Saturday, May 01, 2010

Visitation and White Letter Day

May 1, 2010

I need to jump back in the saddle with some resolve and keep writing. We had a visitation two weeks ago, the first in 5 months. Time just sort of arranged itself that way, but it was long, too long in between. We are approaching parole eligibility (July will put us with one more year), so I know I have to keep up the energy and keep encouraging my son. But he did speak of the 5 year mark as being significant for him. He feels old and realizes the passage of time in a more significant way. Brandon rarely writes about his own feelings on his friend and what happened, but he sent a letter that contained this paragraph, and gave me a launch point to share back with him some of my own thoughts as we contemplate his being home again:

"This week something seemingly insignificant sort of hit me in a bad way. I came back to the cell after work on Thursday, XM Liquid Metal was on Channel 11, and my cellie tells me that Peter Steele from the band Type O Negative died of heart failure. It always sucks when the frontman of a good rock band dies, but it's not as if you knew the guy. You're not deeply effected emotionally. This was different. Type O Negative has become the thing most closely associated with the brother I never had, Steve, our experiences together as friends, and his death. I'm not sure why. The music itself is this bundle of heart-suffering: pain, resentment, anger, nostalgia, past joys stale with age, and some irreverent humor. Hearing it on occasion (as "October Rust" may pop up during between-movie breaks on the jail channel 10) would make me fondly sad thinking of what I really shouldn't call "better times". I was destroying myself and throwing away my youth, etc, but I wasn't alone. With 2010 marking my 5th year in jail and parole on the horizon, I've been in a weird place. I'm a little more isolated, less tolerant of people here, and maybe that is just paranoia talking, but...showing the preliminaries of age. All of that, Pete Steele's death, listening to his music as his requiem, and recalling a flood of sad memories shook me. It came and went, but for a couple days I wasn't all there."

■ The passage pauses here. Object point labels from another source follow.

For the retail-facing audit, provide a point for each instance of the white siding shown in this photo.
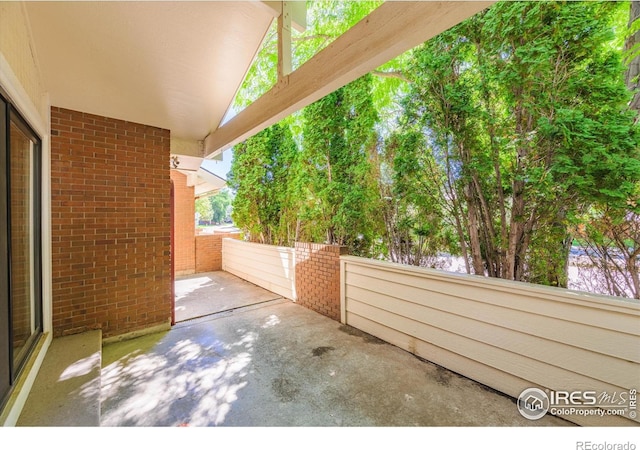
(506, 335)
(267, 266)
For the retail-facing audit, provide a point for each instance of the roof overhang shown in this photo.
(385, 33)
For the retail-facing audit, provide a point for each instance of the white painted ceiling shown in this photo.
(171, 64)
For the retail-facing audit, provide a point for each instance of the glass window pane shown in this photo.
(23, 323)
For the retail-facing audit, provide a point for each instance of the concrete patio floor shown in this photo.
(276, 363)
(207, 293)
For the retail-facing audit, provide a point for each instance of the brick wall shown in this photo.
(209, 251)
(21, 251)
(318, 277)
(184, 224)
(110, 224)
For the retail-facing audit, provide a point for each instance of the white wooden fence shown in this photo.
(507, 335)
(267, 266)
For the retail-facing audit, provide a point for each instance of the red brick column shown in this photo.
(184, 224)
(110, 214)
(318, 277)
(209, 251)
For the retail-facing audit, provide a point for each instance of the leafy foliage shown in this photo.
(500, 140)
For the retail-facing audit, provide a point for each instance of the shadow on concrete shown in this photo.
(208, 293)
(277, 363)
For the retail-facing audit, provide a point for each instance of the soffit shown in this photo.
(170, 64)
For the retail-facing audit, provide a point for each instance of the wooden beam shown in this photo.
(387, 32)
(284, 42)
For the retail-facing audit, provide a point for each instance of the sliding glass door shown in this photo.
(20, 263)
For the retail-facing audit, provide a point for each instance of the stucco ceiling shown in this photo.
(171, 64)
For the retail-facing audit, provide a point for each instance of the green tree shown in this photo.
(203, 209)
(260, 176)
(336, 184)
(523, 109)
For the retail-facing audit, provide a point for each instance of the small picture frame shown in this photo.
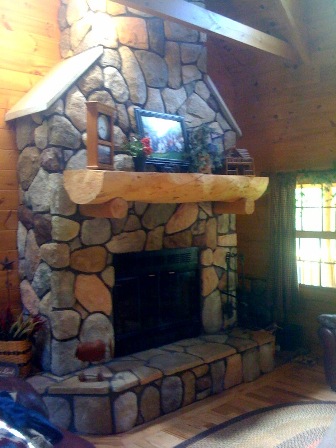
(100, 146)
(168, 138)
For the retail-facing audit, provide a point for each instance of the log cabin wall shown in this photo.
(29, 42)
(287, 114)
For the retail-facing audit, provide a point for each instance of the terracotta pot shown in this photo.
(18, 353)
(139, 163)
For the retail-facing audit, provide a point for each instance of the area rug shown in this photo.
(293, 425)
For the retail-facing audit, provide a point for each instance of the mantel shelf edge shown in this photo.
(88, 186)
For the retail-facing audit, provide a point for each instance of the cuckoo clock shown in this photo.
(100, 147)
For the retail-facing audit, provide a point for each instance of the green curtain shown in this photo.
(282, 280)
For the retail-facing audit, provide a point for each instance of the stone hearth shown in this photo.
(149, 384)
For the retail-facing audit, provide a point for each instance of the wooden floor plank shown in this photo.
(292, 382)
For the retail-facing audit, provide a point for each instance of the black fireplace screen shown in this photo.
(156, 298)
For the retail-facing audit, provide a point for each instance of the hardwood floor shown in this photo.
(292, 382)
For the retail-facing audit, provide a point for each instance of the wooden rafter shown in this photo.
(195, 17)
(296, 28)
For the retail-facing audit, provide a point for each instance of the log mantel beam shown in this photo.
(101, 187)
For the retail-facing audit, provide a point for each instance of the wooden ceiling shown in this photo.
(282, 19)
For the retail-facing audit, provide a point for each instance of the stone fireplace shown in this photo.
(66, 259)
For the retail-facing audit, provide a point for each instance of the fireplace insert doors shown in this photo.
(156, 298)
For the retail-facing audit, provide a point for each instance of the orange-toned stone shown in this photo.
(132, 31)
(92, 294)
(228, 240)
(183, 218)
(209, 281)
(92, 259)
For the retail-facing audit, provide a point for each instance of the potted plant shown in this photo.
(203, 153)
(139, 148)
(17, 333)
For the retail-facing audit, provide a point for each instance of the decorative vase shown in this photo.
(18, 353)
(139, 163)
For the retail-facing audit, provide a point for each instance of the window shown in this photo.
(316, 234)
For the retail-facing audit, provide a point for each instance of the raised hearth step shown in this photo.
(143, 386)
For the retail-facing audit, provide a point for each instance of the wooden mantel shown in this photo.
(105, 193)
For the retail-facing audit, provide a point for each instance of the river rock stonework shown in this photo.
(66, 259)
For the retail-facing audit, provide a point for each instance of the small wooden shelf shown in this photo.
(93, 187)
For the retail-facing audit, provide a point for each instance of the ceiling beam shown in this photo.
(200, 19)
(296, 28)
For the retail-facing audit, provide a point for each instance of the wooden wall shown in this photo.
(29, 47)
(287, 113)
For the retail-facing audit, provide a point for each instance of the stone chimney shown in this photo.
(66, 259)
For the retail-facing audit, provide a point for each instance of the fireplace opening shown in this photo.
(156, 298)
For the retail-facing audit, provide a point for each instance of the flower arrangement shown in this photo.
(20, 328)
(205, 156)
(138, 147)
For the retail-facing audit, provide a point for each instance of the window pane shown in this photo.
(298, 219)
(316, 212)
(308, 273)
(328, 272)
(311, 195)
(312, 219)
(308, 249)
(328, 253)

When I read things like that, a knife goes through my heart, and yet the mind behind it shows itself clear-thinking and mature. I must trust that all will be well and I have to hear the truth from my son. It took me several days to feel better after our visitation-even under the most joyful of circumstances and the best possible outcome, it knocks the emotional stuffing out of a body. Yet I agree with what my daughter Rebecca told me-that she grew tired of being sad and just won't let herself go there any more. One day this will be over and a new life will start. I thought about ditching work on the Monday after our Sunday visit, but I couldn't face the kindness of a co-worker who I knew would ask me what's going on. I just didn't want to talk about it.